Il y a tellement de villes différentes dans Montréal. Une ville qui me rappelle Bruxelles pour sa mixité. Il est très difficile de décrire Bruxelles en une seule phrase, contrairement à Paris ou New York. Pour Bruxelles on va identifier une manière culturelle, un art de de vivre, car au point de vue architectural… Montréal n’a pas d’identité précise mais un ensemble, dû aux différentes immigrations et aux cultures anglo-saxonnes et française très présentes. Ambiance bruxelloise, le mariage entre deux langues… Chacune défend son territoire.

Il y a la ville américaine avec ces gratte-ciels, une ville qui aurait aimé être New York mais ne le sera jamais. Et d’un autre côté une ville de quartiers. J’ai vécu deux mois dans le quartier du Plateau et j’ai redécouvert l’endroit où j’habite à Bruxelles, autour du parvis de Saint-Gilles, comme un village avec une culture communautaire.
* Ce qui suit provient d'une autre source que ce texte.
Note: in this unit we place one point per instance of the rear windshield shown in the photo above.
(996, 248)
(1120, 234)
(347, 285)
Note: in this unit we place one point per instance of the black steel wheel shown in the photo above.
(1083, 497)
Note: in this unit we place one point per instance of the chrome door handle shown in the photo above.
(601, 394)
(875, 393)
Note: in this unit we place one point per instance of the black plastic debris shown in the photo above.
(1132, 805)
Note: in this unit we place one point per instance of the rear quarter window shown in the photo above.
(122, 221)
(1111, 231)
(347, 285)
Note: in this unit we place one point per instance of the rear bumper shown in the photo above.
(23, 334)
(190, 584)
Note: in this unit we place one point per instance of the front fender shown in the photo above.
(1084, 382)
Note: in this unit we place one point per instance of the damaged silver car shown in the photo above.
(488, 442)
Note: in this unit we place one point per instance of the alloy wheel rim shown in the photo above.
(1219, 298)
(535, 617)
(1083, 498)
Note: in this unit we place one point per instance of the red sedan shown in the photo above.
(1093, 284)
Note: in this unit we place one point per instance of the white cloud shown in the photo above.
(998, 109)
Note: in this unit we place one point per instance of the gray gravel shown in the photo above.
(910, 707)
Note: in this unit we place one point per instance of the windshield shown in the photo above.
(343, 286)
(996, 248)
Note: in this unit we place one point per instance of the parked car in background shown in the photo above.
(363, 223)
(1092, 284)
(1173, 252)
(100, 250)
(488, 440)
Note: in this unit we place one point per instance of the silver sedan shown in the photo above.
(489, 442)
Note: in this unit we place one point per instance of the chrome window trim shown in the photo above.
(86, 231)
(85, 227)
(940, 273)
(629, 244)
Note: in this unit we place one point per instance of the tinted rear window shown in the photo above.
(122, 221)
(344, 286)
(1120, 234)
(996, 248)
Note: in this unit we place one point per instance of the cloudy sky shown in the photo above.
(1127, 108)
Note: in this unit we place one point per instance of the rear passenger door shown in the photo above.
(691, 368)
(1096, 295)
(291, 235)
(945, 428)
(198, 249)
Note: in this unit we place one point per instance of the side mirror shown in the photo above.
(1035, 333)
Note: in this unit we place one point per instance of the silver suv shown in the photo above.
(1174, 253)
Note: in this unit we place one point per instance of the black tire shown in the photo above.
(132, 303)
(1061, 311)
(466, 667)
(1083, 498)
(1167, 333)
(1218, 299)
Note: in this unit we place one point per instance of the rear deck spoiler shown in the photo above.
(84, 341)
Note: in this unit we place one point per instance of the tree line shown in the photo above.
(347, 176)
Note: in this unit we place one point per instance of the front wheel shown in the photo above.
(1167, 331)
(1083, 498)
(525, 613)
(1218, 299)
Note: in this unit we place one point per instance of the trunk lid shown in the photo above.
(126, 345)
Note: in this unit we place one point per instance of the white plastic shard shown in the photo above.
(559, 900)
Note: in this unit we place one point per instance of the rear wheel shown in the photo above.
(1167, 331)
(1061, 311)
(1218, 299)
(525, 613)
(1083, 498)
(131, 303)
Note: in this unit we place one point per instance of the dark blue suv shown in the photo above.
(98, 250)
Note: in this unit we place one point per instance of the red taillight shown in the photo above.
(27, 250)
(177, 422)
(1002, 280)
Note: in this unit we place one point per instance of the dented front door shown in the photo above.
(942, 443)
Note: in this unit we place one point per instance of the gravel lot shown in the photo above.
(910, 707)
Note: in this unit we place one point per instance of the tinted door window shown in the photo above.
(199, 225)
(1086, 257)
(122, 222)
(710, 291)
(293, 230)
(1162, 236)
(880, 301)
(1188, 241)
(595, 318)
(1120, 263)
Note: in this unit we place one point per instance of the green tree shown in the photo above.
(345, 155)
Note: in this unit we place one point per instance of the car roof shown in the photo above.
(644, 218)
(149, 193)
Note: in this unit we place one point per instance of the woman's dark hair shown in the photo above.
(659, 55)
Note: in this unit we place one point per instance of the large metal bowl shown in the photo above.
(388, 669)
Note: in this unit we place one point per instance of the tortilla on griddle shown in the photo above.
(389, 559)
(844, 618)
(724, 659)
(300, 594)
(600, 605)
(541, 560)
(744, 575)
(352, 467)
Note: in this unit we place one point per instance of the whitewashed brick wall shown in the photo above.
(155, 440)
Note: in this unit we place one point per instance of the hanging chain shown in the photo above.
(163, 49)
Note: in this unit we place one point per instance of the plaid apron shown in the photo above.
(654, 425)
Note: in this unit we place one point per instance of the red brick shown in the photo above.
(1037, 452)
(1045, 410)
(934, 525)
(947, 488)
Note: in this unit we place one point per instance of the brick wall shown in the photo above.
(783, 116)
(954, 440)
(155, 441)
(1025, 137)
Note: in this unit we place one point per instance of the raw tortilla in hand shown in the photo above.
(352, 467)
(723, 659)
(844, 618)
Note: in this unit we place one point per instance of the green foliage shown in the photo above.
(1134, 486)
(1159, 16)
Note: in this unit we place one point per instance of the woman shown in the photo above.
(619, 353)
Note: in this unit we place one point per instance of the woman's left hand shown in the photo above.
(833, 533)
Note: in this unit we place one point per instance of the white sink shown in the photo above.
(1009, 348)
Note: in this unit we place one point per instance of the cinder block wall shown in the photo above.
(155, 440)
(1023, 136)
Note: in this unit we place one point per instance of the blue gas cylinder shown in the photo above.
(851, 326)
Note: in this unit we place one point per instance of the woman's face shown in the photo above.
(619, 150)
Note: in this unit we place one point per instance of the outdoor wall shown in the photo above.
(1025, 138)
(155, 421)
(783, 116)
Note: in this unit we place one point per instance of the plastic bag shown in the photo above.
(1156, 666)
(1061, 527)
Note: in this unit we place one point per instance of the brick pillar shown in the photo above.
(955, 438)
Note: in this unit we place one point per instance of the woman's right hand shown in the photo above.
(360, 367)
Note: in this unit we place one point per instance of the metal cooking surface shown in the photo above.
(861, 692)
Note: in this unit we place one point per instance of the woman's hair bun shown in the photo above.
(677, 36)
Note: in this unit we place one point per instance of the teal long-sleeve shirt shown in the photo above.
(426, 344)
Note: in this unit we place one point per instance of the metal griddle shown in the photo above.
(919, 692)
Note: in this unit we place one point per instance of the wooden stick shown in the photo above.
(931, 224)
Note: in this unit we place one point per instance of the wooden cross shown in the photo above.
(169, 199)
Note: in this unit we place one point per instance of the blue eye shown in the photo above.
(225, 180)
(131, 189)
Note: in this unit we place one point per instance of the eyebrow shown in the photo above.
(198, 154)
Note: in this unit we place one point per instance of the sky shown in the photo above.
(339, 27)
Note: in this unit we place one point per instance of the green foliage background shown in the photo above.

J’ai privilégié les passants dans mes dessins parce que les habitants d’une ville décrivent le mieux son atmosphère. Les gens de mon âge, entre 35 et 40 ans, sont à moitié tatoués, ont une culture très alternative, hyper rock and roll, cool… Ma première impression a été : je suis dans une secte de gentils ! Ils ont un côté hyper civique mais ce n’est pas la Suisse, cela reste ouvert. On le ressent dans les évènements qui secouent Montréal, les dessinateurs de là-bas sont très impliqués dans la lutte des étudiants. Je ne l’ai pas vécu mais je suis solidaire. Ils sont en train de revivre leur deuxième mai 68, le printemps érable !

J’ai utilisé de l’ocre, de la terre de Sienne, de l’orange, du roux et du rouge car ce sont pour moi les couleurs de Montréal, d’un point de vue architecture mais aussi parce que c’est une ville qui n’a pas vraiment de printemps, a un automne très important.

Ce qui est paradoxal par rapport à notre pays, c’est qu’à une heure de route de Montréal, il y a une énorme chaîne de montagne. Et au nord de Québec, quand on suit le fleuve Saint Laurent, tellement large qu’on ne voit pas l’autre rive, on a l’impression d’être arrivé au bout du monde. C’est Twin Peaks ! Beaucoup de peintres s’y sont installés car c’est une région extraordinaire.

Quand on sort des villes, on est sur un autre continent, on peut s’y perdre, mourir de faim, trouver des sorcières avec des osselets, tomber sur un ours ! Mais cela paraît concret parce que c’est immense !

Y vivre m’intéresse énormément, c’est un coin qui ne me quitte plus. Montréal est une ville qui m’a marqué, marque et qui marquera encore des gens. On peut s’y faire comprendre en français comme en anglais. Québec, c’est Namur au Texas, une vieille ville avec des vieilles pierres, des charrettes, de cochers (pour les touristes) des vieilles murailles en plein milieu du territoire américain. Je n’étais pas du tout dépaysé, par rapport aux américains attirés par les vieilles villes, eux qui n’ont pas un long passé. C’est un dépaysement rassurant, c’est pour cela que beaucoup de belges et français aimeraient y aller, c’est le bout du monde et en même temps comme près de chez eux !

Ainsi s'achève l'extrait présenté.